Wayne's Github Page

A place to learn about statistics

Statistical Computing Setup

To process the data, we will use several libraries in Python or R. To interface with these programs dynamically, for pedagogical purposes, we will leverage Jupyter Notebooks. Finally, to manage the dependencies between Jupyter, Python, R, and the various packages, we will use Anaconda.

If our setup has potential conflicts, Anaconda will save us before it’s too late!

conda dependency conflict demo

Overall, installing conda will automatically install Python so there are only 2 steps:

Installing Anaconda

There are two methods to do this depending on if you’re comfortable with the command line:

Anaconda GUI via Anaconda Navigator

  1. Please get Anaconda Navigator which is a nice GUI
  2. Launch Anaconda Navigator Anaconda Navigator Home Screen
  3. Go to Environments on the left tab
  4. Click on Create at the bottom to create a separate environment so the materials here will not conflict with your other work Anaconda Navigator Environment Tab
  5. Create an environment called text-mine (or whatever you prefer) and use the dropdown menu to run under Python version 3.7, then choose Create (yes, even if you want R in the end).
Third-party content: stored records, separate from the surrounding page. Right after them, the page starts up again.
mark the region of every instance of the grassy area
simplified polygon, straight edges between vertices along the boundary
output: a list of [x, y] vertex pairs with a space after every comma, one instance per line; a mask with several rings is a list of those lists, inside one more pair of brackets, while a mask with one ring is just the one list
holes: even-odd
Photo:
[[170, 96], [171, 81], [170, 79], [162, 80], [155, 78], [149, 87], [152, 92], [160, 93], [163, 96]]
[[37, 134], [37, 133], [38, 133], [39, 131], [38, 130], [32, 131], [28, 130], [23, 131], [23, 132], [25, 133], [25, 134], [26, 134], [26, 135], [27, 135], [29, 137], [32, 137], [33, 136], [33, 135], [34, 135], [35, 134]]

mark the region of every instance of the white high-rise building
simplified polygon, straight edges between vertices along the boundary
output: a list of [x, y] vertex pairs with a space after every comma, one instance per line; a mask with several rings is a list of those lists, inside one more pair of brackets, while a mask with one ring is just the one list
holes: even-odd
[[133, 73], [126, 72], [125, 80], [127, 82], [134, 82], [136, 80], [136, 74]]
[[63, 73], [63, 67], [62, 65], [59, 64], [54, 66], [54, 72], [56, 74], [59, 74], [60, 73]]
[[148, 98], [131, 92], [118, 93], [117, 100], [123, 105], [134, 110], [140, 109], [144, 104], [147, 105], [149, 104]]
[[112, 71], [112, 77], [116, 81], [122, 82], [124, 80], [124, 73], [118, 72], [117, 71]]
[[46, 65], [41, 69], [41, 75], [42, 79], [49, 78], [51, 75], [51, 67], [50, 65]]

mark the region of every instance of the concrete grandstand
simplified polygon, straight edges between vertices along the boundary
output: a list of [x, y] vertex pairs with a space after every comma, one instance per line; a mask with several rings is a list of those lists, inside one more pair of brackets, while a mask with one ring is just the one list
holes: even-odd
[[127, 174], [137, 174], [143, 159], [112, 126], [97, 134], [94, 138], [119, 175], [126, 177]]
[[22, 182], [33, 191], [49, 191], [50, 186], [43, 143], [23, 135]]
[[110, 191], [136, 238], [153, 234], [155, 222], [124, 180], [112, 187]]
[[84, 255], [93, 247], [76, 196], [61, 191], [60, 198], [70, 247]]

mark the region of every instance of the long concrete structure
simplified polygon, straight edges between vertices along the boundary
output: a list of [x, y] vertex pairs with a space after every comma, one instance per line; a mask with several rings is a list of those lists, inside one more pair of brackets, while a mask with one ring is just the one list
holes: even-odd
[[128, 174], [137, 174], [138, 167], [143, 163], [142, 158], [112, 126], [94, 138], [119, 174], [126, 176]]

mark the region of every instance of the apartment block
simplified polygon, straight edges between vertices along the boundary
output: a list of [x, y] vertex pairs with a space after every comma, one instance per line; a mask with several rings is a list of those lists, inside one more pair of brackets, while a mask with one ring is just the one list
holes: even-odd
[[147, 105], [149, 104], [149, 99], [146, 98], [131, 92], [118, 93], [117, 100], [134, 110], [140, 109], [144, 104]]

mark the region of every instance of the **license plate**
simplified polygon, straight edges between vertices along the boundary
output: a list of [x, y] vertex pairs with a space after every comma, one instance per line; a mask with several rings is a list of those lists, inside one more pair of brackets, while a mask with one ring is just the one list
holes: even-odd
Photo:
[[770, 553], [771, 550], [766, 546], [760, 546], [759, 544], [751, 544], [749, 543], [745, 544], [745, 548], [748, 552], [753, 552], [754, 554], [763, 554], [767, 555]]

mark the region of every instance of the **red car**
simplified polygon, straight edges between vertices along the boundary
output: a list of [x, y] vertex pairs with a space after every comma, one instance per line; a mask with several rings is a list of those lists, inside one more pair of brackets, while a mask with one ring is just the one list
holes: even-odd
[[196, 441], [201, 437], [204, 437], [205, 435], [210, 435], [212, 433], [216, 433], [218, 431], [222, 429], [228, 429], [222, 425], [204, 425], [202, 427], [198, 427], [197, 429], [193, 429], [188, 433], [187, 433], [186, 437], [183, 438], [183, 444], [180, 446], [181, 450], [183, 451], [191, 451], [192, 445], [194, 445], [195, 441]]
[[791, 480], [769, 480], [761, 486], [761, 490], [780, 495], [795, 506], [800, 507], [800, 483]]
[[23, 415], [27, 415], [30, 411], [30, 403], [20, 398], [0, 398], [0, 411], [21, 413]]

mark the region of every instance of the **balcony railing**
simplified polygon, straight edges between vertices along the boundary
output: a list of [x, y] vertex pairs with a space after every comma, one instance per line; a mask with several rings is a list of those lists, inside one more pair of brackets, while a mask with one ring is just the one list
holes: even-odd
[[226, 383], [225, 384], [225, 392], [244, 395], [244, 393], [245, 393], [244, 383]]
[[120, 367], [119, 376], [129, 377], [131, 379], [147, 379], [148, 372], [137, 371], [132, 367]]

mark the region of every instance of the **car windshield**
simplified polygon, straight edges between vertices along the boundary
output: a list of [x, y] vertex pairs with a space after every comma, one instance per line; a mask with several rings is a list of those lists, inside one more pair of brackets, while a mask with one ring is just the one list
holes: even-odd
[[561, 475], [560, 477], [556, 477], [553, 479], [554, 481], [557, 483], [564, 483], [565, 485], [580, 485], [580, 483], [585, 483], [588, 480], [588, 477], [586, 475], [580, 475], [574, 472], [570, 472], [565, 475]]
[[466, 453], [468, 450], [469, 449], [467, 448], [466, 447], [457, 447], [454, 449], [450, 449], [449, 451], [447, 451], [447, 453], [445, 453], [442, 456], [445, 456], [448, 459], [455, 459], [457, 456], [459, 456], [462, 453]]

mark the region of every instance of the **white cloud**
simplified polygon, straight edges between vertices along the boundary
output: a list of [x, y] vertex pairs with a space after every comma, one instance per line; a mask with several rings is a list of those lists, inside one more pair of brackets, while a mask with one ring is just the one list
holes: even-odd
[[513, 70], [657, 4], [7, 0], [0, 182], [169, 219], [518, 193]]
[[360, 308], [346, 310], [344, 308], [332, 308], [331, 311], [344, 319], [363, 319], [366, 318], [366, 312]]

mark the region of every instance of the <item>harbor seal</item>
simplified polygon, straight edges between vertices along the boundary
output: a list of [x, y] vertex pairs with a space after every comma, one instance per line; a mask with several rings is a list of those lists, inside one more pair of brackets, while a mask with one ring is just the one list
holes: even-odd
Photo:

Anaconda Navigator Creating New Environments
  6. Please continue to the section on installing packages using Anaconda Navigator

Command line interface with Anaconda via conda

  1. Please follow these instructions to install miniconda
  2. Launch your command line interface for miniconda:
    • on Windows, this is called “Anaconda Command Prompt”
    • on OSX, this is called “Terminal” different command line prompts
  3. Type in the following to create an environment called text-mine under Python version 3 (yes, even if you want R in the end!)

    conda create -n text-mine python=3

    You will likely be asked to confirm with the packages it’ll install. Type in y then enter to accept.

  4. Type in conda activate text-mine and notice how your command prompt changes to text-mine. It’s possible that you have an older version of conda, then you should type in source activate text-mine instead. Conda activate changes prompt
  5. Please continue to the section on installing packages using conda

Installing Jupyter or R as packages under Conda

A program’ss true value is in its large community of developers and users. To leverage their work, we often will depend on packages outside of the default Python installation. Similar to before, we’ll cover the instructions both using Anaconda Navigator and the command line.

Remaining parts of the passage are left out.